Mardi 21 avril 2015 à 9:59

J'étais censée commencer à bosser à 9:30. Au lieu de ça, j'ai voulu écrire les histoires que je me racontais dans ma tête en me brossant les dents. Tant de fois racontées à moi-même, ces histoires, qu'il faudrait tout de même les coucher un jour sur le papier. J'ai cherché le document adéquat parmi tous mes trésors et je suis retombée sur une conversation où je racontais une autre histoire à Céline, ma Céline. Je lui parlais comme si j'écrivais un livre. Dire que je censure actuellement ce que je publie ici par rapport à mes amis qui me lisent, alors que j'étais capable en 2010 de faire des récits détaillés, et d'une sensualité, my fucking god ! J'avais oublié. Céline était ma jumelle spirituelle mais j'avais oublié que je me livrais autant à elle. C'est quelque chose que je ne fais plus, avec personne, si nous ne sommes pas branchés exactement sur la même longueur d'ondes concernant le thème de mes récitances. Je comprends que j'aie conservé une copie de la conversation, j'aurais pu m'écrire la scène à moi-même que ce n'aurait pas été mieux. Je me reconnais bien là, à ne pas savoir trier les informations lorsque je parle à chaud. Depuis, je me base sur tout un tas de signaux pour deviner ce qui est de l'ordre du racontable et ce que je dois garder pour moi. L'existence des cahiers rouges y trouve sa justification.
Je n'arrive pas à dire si je suis plus remuée par ce rappel de l'intensité de notre amitié, par ma plume ou par la scène du récit elle-même. Je suis entrée en vibration.
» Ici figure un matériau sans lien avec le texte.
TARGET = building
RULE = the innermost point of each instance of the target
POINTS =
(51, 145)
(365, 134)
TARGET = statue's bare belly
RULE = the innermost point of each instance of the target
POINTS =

Lundi 20 avril 2015 à 18:05

La verdure a fait son apparition soudaine dans le paysage. Je savais qu'en partant une semaine, elle me sauterait au visage à mon retour. Quatre ans que j'habite ici et je ne me souvenais même pas qu'il y avait autant d'arbres près de chez moi. J'avais même oublié celui que j'ai en vis-à-vis.
Je n'ai jamais été autant subjuguée par le printemps que depuis que j'habite en ville. En hiver, la ville n'est que monuments ; au printemps, la nature s'invite, la nature qu'on avait oubliée. Quand on vit entouré d'herbe, ce surplus de vert est moins remarquable. Du moins, je trouve. Le printemps bisontin au goût d'aventure m'a donné à jamais l'amour des pavés entre mars et juin.
Mon premier magnolia de l'année m'a transpercé le coeur. C'était il y a déjà un mois, dans le tram. Je n'avais ni noeud dans la gorge, ni pression sur la poitrine, ni enclume dans l'estomac ; tout dans les yeux. Toute l'angoisse du monde dans mes sourcils à l'envers, et j'ai vu ce magnolia, et j'ai failli chialer. Je l'ai guetté au retour, et la semaine suivante, et celle d'après. J'ai réalisé qu'il y en avait tout le long du trajet. Je serais infoutue de reconnaître un magnolia sans ses fleurs, pourtant il y en a partout. Des magnolias sur ma route comme des lanternes.
Les arbres ont
explosé. Je fais pareil ; je refleuris.
 
IMG_5814

Mardi 6 janvier 2015 à 12:35

Ce matin, avant de partir acheter un abonnement de tram pour me rendre à mes nouveaux stages qui commencent demain, je me suis souvenue du conseil d'une copine de calculer mes droits aux réductions à partir de mon quotient familial. Il faut dire que je n'avais jamais digéré la fois où je m'étais pointée à la boutique de la CTS en 2012 avec mon attestation de bourse et qu'on m'avait rétorqué que l'échelon 0 ne comptait pas et qu'il n'y avait aucun juste milieu entre la réduction boursier échelon 1 et le tarif moins de 26 ans, étudiant ou non. Ce matin donc, sans grand espoir vu le coup de l'échelon 0, je me suis renseignée sur les "tarifs solidaires" et j'ai cherché sur mon compte CAF mon quotient familial. Quelle ne fut pas ma surprise de découvrir que j'avais un QF tout pourri, bien en-dessous de la limite supérieure pour bénéficier du tarif le plus réduit possible. Le site disait, pour les 19-25 ans, avec un QF jusqu'à 350 € : 2,40 € par mois. Et là je peux vous dire que c'était de nouveau Noël dans ma tête. MES FRAIS DE DEPLACEMENTS POUR MON MEMOIRE VONT ME REVENIR A 7,2 € AU LIEU DE 75 € ! JE VAIS POUVOIR UTILISER L'ARGENT RECU A NOEL POUR AUTRE CHOSE QUE CE PUTAIN DE MEMOIRE QUI BOUFFE DEJA MON MORAL ! OUIIIIIIIIIII !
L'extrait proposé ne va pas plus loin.